”If something uncharitable is said in your presence, either speak in favor of the absent, or withdraw, or, if possible, stop the conversation.” ~ St. John Vianney
Ever since I was in 7th grade I have had a hot button about bullying and prejudice. That year some of the girls in my class got caught passing a Slam Book around. We viewed it as a harmless way to make fun of people and be exclusionary. anyone who was asked to participate in the Slam Book procedure mistakenly considered it an honor. When our teacher intercepted the book, those of us who had participated got in a LOT of trouble. Her disappointment in us rang loud and clear. She pointed out how harmful such a “little harmless fun” is.
She poignantly tied her message to the Civil Rights efforts at the time, the women’s suffragette movement, the abolitionist movement, and many other movements. She pointed out over and over again that when you minimize, marginalize, or humiliate someone, it is bullying and evil. Then she had us spearhead efforts to be inclusionary in our class, school, and community.

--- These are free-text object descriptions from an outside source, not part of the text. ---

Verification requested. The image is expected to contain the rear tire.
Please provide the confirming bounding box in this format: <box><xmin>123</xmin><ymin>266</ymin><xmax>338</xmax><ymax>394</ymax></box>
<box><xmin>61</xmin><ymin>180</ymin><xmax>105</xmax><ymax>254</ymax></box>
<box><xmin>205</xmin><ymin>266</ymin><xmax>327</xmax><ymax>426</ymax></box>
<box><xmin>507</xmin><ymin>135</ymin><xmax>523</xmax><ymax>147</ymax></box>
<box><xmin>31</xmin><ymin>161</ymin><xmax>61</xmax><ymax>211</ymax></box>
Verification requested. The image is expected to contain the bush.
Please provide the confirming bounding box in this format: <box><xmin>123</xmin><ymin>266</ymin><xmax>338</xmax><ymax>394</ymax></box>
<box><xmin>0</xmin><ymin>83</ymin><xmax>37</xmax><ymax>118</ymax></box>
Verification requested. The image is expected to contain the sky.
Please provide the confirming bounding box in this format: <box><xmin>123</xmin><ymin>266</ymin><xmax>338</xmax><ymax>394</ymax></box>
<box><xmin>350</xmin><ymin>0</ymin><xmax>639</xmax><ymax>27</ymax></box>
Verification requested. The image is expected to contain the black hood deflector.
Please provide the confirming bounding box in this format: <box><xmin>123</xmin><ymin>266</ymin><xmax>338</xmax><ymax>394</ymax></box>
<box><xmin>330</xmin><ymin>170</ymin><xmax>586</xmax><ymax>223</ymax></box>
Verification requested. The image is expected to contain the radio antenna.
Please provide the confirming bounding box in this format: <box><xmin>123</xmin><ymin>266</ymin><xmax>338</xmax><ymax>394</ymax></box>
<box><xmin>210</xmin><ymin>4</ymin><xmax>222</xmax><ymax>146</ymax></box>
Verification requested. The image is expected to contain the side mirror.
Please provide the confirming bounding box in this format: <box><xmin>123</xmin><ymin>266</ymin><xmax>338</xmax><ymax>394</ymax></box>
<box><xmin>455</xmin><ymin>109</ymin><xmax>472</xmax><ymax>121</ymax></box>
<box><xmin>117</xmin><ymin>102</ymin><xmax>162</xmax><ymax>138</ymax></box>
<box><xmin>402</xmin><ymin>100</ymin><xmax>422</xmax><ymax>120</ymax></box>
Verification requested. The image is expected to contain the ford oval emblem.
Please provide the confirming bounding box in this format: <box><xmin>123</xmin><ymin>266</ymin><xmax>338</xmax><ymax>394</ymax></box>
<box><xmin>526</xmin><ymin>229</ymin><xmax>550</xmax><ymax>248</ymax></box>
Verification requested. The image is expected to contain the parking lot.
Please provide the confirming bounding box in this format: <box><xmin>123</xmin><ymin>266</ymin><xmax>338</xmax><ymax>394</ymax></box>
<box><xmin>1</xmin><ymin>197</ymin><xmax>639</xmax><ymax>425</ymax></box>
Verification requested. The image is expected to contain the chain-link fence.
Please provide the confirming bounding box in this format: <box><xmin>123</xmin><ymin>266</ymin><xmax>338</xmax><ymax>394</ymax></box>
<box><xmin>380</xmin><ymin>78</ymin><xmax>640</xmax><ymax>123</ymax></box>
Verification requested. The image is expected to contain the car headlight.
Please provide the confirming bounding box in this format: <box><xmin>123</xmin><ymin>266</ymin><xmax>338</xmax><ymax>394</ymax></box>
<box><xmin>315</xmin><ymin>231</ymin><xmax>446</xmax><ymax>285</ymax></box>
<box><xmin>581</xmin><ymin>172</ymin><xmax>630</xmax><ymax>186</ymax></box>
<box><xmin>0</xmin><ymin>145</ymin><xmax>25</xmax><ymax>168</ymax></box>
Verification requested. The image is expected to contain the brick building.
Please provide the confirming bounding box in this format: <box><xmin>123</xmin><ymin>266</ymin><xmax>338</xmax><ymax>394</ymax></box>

She assigned various group projects and put people from various cliques in with each other. No single small group had more than 1 member from a single clique. We soon discovered that there was so much in each person to love. She was alert for new signs of clique-ish behavior. She was SO wise.
She taught us a lesson for life. As a result, when people are being marginalized etc I tend to react and stick up for them. At least I do this for awhile.Sometimes it changes their attitude; sometimes it doesn’t, but they stop behaving that way around me. However, if it seems to me that there will either be no impact if I react and protest what they are saying, or that I will make them dig their heels in even more~then I separate from them. I feel at those points that my presence is condoning the behavior.
I guess the questions I ask myself are:
- if they are marginalizing people that I disagree with, can I still defend their right to dignity and respect? If not, am I only interested in defending my friends?
- if these people are saying these things about people that strike me as cruel or humiliating about people that I agree with, how can I defend calmly. Furthermore, I cannot help but wonder what they would say about me knowing or if they did know that I have the same beliefs or experience as the people they are marginalizing.
- if they are bullying, can I interject my opinion in a calm and non-bullying way? If not, I must separate myself from the discussion. I must not permit myself to protest bullying by engaging in bullying behavior.
- have I participated in the discussion with these people in the past and still been unable to get them to either believe they are bullying and stop it OR at least get them to stop it in my presence? If that is the case, I must resist the urge to jump in the fray.
Why am I offering all of this advice? Frankly, I have no idea whatsoever. It was in my heart, and I felt like sharing it. Perhaps it is because I need to remind myself! God bless your day today.